Je souris en public, mais je pleure chaque nuit

Aux yeux des autres, je suis quelqu’un de joyeux, toujours de bonne humeur. On me dit souvent que j’apporte de la lumière autour de moi. Pourtant, une fois seule, loin des regards, cette joie disparaît. La nuit révèle une réalité que je cache soigneusement.

Le masque que je porte chaque jour

Dès que je sors de chez moi, je mets ce masque. Je ris, je discute, je m’intéresse aux autres. Personne ne devine que ce sourire est parfois forcé. Il est devenu une habitude, presque un réflexe pour éviter les questions.
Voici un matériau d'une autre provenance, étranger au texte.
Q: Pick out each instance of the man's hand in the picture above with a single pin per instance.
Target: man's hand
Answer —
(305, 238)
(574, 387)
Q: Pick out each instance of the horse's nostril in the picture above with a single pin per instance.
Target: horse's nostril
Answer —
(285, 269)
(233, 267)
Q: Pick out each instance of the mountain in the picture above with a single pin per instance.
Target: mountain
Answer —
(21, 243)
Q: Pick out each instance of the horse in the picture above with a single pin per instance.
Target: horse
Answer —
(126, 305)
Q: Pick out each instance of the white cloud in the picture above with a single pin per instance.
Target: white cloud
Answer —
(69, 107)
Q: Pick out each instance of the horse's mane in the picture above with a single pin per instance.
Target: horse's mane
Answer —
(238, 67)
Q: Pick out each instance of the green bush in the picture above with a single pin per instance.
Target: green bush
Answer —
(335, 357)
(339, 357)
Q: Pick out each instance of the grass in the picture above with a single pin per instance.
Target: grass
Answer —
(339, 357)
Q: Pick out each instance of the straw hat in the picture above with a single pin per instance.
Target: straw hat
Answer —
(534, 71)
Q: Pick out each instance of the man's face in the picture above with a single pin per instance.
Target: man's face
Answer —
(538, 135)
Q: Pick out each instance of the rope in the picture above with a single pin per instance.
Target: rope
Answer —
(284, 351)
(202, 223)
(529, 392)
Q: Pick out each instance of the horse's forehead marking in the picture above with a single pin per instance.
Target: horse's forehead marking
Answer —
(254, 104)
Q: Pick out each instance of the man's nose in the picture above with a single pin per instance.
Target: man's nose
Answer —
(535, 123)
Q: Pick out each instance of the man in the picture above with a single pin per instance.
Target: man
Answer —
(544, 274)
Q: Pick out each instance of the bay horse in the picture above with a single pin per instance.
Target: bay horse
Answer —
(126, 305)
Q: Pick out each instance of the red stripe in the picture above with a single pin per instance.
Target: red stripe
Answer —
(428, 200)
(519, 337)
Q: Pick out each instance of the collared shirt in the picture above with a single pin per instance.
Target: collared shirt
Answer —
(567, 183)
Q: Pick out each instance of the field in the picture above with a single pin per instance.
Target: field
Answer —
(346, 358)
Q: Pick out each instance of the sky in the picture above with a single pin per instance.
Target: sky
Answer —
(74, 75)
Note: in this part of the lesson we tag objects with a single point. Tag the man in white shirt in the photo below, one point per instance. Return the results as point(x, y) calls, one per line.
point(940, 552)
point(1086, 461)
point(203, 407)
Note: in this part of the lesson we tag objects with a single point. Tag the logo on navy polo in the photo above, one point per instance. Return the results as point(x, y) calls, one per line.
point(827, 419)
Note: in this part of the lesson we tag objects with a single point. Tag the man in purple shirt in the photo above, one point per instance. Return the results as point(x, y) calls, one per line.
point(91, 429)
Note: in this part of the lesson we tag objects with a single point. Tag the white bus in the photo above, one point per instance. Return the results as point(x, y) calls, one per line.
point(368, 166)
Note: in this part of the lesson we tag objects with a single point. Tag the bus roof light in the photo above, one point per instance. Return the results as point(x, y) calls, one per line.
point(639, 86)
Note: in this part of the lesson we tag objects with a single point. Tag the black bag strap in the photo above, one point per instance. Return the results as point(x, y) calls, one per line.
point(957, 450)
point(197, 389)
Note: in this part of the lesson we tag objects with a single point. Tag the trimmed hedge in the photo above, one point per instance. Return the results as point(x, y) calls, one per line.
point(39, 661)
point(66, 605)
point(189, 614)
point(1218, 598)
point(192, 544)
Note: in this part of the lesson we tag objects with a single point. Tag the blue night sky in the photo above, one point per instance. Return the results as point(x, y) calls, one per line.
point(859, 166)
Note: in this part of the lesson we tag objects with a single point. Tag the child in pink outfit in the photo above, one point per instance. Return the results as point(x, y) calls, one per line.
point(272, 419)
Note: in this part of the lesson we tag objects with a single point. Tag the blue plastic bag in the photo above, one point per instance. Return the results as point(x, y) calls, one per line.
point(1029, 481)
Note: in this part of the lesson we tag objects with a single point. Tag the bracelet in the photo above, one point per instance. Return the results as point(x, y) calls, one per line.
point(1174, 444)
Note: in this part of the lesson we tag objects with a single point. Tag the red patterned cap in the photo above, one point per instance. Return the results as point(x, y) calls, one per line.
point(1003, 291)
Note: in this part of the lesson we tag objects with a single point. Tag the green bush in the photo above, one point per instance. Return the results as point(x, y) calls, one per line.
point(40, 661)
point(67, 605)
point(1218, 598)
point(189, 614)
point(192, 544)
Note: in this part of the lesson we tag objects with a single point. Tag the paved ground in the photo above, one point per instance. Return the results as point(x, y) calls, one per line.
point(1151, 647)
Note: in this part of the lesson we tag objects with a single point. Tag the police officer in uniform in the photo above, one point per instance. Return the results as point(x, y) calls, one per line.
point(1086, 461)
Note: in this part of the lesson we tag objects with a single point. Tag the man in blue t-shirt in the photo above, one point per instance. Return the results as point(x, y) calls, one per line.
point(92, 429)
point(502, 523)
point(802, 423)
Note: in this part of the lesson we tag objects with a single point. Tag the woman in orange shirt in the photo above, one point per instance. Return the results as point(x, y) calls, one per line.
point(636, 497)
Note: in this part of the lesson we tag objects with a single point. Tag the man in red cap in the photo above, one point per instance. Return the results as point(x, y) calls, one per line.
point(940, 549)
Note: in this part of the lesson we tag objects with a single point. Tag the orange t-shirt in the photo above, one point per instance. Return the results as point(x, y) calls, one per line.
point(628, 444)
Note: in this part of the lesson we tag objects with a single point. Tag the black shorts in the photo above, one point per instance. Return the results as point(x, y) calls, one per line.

Ce que les gens ne voient pas

Personne ne voit les moments de fatigue extrême, les pensées qui tournent en boucle, les souvenirs douloureux qui reviennent sans prévenir. Derrière cette façade se cache une accumulation de petites blessures jamais vraiment guéries.

Les nuits difficiles

La nuit, quand tout est silencieux, je n’ai plus la force de faire semblant. Les émotions refont surface, sans filtre. Les larmes coulent, parfois sans raison précise, juste parce que tout devient trop lourd à porter seule.

Pourquoi je garde le silence

Parler demanderait du courage. J’ai peur d’être jugée, incomprise, ou de déranger. Alors je me tais, persuadée que garder le silence est plus simple que d’expliquer ce que je ressens réellement.

La solitude au milieu des autres

Être entourée ne signifie pas être comprise. Même en groupe, je me sens parfois terriblement seule. Cette solitude intérieure est difficile à expliquer à ceux qui me voient toujours sourire.

Ce que j’aimerais changer

J’aimerais apprendre à dire quand ça ne va pas. À accepter que je n’ai pas toujours à être forte ou joyeuse. Reconnaître mes émotions serait déjà un grand pas.

Conclusion

Derrière chaque sourire se cache parfois une histoire que personne ne connaît. Cette confession est un rappel que les apparences sont trompeuses. Si tu te reconnais dans ces mots, sache que tu n’es pas seul et que tes émotions méritent d’être entendues.